4. **Deterministic simulation** (`cargo test -p simulator`) — a
host-side simulator (RFC 0006) replays the kernel's scheduler and
concurrency paths under deterministic seeds, turning flaky
concurrency bugs into reproducible failures. The fast suite (bounded
seed corpus, 10k ticks each) gates every PR; a nightly sweep (10k
randomized seeds × 100k ticks) explores deeper. Failing seeds are
captured as regression fixtures in `tests/seeds/regression.txt`.
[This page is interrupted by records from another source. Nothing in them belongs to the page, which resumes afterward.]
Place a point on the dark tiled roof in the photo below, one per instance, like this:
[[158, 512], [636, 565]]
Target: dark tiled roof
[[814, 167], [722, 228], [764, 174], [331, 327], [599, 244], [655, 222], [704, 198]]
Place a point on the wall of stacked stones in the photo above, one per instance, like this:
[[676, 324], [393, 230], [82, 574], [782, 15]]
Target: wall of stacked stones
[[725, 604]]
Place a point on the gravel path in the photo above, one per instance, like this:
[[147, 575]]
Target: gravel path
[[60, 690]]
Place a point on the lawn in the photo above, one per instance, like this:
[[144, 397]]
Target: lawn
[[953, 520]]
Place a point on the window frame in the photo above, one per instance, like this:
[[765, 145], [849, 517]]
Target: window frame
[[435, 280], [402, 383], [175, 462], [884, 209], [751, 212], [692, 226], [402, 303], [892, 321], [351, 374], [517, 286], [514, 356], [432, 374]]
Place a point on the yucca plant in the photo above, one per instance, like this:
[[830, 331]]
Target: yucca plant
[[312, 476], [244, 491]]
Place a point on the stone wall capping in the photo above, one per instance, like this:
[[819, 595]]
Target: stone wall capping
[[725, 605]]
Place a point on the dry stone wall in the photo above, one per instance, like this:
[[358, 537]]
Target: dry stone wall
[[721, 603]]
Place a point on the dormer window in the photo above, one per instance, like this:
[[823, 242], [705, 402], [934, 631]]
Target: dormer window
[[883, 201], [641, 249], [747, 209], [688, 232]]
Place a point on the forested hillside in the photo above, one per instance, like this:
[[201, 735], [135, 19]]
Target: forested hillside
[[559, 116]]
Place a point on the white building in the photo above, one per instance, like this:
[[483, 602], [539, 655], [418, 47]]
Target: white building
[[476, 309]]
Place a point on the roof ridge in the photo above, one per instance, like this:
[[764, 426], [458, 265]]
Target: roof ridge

5. **End-to-end smoke** (`cargo xtask smoke`) — boots the full kernel
with an ext2 root filesystem on virtio-blk, captures serial output,
and asserts on a fixed list of markers covering the entire boot
sequence: early boot, memory/paging init, ACPI/APIC/HPET/timer
bringup, block device probe, VFS mounts (`/`, `/dev`, `/tmp`),
scheduler online, userspace ELF loading, ring-3 entry, and a
fork+exec+wait round-trip from the init process. Cheap regression
lane: rename a log line and this goes red.
## License
Dual-licensed under MIT or Apache-2.0.